Author + information
- Giancarlo Marenzi, MD and
- Amir Kazory, MD∗ ()
- ↵∗Division of Nephrology, Hypertension and Renal Transplantation, University of Florida, 1600 SW Archer Road, Gainesville, Florida 32610-0224
The large-scale AVOID-HF (Aquapheresis Versus Intravenous Diuretics and Hospitalization for Heart Failure) trial compared ultrafiltration and medical treatment in acute heart failure (HF) (1). A major advantage of this study was the use of adjustable, rather than fixed, treatment regimens in both arms. The study was terminated early but still could demonstrate a nonsignificant trend for longer time to first HF event in the ultrafiltration group. We think there are a number of points that, if addressed in future studies, could help further elucidate the role of ultrafiltration in this setting.
First, more patients in the ultrafiltration group experienced adverse events, some of which appear to be related to venous access complications (e.g., bleeding, infection, venous thrombosis). The portable ultrafiltration devices are marketed as having the possibility of using peripheral venous access, and the investigators of AVOID-HF also mention that the ultrafiltration could be performed through the use of a variety of peripheral, midline, and central catheters (2). However, the number and types of venous access that were used for these patients are not reported in the article. This could have been helpful in characterization of the potential link between the type of venous access and the pertinent complications.
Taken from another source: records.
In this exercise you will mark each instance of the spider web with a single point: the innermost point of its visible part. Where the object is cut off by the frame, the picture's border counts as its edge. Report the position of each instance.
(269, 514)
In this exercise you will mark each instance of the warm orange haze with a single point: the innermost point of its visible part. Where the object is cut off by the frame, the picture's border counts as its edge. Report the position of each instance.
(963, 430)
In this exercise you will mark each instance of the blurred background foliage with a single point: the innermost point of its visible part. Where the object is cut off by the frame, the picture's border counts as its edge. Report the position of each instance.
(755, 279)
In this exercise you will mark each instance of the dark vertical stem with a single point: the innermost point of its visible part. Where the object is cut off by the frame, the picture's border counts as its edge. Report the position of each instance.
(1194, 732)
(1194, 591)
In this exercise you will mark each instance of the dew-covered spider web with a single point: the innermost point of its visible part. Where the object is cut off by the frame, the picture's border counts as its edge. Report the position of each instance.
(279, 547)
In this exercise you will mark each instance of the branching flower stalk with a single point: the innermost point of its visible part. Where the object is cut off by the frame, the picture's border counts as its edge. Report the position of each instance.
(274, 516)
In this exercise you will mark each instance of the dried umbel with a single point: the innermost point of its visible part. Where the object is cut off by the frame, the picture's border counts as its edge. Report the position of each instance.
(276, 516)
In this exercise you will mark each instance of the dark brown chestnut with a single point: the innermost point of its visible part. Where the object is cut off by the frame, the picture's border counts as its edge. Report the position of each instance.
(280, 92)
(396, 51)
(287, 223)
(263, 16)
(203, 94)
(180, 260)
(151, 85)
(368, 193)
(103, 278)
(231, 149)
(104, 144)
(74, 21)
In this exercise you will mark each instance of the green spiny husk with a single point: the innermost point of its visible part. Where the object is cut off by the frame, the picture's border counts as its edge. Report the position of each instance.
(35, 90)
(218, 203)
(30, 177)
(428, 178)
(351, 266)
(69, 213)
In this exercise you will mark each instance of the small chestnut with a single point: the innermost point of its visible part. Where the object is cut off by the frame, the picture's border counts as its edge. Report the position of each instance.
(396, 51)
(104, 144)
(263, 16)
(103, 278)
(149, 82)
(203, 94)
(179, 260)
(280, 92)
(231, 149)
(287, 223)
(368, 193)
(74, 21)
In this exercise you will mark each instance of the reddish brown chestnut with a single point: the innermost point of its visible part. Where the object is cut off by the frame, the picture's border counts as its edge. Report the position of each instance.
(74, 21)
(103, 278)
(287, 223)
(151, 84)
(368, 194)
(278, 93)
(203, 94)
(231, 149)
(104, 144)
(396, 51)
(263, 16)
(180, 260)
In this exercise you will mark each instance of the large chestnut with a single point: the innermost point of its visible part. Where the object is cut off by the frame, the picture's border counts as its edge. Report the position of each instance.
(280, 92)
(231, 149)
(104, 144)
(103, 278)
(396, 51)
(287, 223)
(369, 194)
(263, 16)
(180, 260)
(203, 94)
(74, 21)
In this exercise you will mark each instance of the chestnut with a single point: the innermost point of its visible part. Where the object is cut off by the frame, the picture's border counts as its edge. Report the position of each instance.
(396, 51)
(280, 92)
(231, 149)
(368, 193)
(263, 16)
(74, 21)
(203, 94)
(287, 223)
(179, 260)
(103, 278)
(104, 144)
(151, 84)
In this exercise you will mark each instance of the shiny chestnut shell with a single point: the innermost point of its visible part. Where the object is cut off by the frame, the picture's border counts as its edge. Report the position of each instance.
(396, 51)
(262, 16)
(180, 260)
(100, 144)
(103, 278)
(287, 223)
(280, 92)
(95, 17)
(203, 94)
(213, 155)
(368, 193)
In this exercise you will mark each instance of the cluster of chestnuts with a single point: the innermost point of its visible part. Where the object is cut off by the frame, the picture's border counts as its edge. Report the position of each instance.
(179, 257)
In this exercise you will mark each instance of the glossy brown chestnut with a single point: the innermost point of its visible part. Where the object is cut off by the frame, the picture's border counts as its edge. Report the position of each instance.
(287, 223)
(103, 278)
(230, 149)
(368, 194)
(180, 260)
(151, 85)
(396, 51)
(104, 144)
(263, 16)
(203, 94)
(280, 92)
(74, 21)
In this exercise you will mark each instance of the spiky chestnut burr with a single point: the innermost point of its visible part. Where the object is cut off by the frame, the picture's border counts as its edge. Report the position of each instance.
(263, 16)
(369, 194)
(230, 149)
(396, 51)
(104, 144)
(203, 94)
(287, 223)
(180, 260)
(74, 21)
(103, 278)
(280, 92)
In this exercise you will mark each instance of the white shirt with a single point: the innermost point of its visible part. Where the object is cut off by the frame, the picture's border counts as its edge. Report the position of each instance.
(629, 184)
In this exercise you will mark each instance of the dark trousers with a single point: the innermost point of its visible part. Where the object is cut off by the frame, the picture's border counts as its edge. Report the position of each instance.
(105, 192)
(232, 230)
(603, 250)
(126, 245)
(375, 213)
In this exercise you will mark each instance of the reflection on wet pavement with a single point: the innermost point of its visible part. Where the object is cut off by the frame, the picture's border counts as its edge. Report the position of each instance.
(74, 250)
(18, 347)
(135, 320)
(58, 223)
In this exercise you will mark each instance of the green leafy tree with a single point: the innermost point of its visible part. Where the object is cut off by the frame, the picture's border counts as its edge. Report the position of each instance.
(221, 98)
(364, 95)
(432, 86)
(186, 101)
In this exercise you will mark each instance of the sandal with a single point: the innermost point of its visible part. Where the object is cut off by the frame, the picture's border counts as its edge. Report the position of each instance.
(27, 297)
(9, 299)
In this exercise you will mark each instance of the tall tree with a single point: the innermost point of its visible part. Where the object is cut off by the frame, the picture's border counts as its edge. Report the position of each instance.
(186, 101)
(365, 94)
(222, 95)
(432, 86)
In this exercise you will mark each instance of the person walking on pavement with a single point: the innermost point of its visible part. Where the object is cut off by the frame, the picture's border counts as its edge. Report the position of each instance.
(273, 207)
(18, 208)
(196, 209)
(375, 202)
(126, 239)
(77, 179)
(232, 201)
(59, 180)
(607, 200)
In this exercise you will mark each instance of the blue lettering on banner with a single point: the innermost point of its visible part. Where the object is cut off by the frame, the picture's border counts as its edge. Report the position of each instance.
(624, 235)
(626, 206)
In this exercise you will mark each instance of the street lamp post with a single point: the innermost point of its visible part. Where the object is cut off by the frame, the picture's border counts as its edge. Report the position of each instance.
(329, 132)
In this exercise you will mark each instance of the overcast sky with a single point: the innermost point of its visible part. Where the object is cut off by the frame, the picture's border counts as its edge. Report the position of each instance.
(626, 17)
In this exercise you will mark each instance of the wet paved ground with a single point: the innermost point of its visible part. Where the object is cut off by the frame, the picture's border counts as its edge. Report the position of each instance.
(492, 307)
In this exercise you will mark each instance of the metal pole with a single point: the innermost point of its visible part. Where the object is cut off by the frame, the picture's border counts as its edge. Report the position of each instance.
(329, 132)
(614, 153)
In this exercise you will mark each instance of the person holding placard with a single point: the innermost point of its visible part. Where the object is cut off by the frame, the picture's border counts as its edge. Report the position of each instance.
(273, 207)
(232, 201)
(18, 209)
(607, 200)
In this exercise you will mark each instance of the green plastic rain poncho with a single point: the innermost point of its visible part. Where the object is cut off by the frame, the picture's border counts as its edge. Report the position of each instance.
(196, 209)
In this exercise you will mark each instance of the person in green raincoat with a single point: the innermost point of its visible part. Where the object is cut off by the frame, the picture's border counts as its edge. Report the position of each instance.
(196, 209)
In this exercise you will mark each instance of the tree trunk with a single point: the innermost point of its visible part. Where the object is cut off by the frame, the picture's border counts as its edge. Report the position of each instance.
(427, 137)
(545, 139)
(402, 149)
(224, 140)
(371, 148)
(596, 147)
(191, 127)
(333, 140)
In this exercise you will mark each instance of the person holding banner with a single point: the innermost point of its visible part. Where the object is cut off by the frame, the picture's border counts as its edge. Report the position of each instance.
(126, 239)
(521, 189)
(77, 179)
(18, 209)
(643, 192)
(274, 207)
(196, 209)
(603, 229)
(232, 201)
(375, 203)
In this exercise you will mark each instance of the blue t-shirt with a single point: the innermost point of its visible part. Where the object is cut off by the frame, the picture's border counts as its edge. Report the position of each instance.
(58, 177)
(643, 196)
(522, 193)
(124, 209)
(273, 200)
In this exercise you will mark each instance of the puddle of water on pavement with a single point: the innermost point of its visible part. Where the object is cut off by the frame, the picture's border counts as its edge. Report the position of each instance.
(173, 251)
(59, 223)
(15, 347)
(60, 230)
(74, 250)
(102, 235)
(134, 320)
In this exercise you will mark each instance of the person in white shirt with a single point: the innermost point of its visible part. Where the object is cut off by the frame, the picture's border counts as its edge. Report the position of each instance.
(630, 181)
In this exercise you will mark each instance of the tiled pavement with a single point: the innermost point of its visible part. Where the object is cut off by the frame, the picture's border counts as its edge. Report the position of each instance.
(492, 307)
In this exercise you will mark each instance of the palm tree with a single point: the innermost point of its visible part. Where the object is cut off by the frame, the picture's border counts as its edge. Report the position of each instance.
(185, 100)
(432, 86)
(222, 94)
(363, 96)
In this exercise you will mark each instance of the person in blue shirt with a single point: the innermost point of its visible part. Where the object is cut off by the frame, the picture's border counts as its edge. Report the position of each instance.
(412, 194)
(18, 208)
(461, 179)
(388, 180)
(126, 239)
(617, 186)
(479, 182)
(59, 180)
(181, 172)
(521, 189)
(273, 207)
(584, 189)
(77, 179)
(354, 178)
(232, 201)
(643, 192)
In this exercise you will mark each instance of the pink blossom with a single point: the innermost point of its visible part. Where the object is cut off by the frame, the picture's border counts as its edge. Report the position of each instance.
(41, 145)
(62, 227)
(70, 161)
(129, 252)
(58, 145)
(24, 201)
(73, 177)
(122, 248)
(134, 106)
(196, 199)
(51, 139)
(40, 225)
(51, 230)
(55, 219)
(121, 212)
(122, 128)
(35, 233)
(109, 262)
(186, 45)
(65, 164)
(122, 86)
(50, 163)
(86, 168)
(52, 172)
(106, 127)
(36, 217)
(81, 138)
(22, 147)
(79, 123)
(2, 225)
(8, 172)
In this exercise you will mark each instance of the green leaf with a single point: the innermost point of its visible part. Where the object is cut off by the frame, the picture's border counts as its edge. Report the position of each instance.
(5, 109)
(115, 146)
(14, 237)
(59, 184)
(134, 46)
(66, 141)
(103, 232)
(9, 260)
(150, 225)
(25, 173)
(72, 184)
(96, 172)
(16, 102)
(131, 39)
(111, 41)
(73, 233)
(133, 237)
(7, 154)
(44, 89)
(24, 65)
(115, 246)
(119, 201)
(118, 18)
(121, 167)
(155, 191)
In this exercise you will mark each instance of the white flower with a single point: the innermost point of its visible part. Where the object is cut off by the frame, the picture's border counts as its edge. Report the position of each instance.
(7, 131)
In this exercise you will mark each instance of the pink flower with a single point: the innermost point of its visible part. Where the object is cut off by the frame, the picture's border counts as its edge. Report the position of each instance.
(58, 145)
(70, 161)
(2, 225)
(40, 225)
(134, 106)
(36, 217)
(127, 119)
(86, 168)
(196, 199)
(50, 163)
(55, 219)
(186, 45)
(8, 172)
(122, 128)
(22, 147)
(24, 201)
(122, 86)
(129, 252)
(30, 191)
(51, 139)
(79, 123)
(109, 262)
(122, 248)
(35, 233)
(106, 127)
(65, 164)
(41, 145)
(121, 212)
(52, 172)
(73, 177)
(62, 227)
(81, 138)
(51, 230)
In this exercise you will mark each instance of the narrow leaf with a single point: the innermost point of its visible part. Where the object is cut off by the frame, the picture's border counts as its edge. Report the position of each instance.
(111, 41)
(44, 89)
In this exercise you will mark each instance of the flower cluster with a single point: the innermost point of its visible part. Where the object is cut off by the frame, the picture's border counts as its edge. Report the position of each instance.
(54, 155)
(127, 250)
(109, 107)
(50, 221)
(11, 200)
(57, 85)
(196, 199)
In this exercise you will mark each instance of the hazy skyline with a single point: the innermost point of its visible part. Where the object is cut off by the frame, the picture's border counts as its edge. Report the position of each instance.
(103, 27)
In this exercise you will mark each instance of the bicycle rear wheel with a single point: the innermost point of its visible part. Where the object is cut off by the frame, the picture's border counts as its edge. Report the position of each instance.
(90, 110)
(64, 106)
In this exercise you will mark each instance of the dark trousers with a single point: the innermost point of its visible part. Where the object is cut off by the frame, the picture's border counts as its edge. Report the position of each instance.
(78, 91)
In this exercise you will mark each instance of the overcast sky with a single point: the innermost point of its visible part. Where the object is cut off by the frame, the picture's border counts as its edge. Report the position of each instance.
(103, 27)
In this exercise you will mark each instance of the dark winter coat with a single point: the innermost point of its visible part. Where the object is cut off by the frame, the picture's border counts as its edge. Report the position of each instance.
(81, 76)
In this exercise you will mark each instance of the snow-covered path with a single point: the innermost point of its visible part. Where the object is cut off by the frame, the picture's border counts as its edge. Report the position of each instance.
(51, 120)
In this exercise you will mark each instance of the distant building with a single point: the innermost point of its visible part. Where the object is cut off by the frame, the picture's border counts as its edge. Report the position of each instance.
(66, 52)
Second, diuretics are widely used for management of patients with HF and the previous ultrafiltration studies have reported between 90% and 100% of patients receiving diuretics at the time of admission (3,4). Although the inclusion criteria, the baseline characteristics (e.g., patients’ weight), and the outcomes imply that the study population in AVOID-HF has been comparable to other trials, it is not clear why only 55% of the patients were receiving diuretics. A key indication for the use of ultrafiltration in HF is diuretic-refractory volume overload; therefore, this point merits clarification by the investigators.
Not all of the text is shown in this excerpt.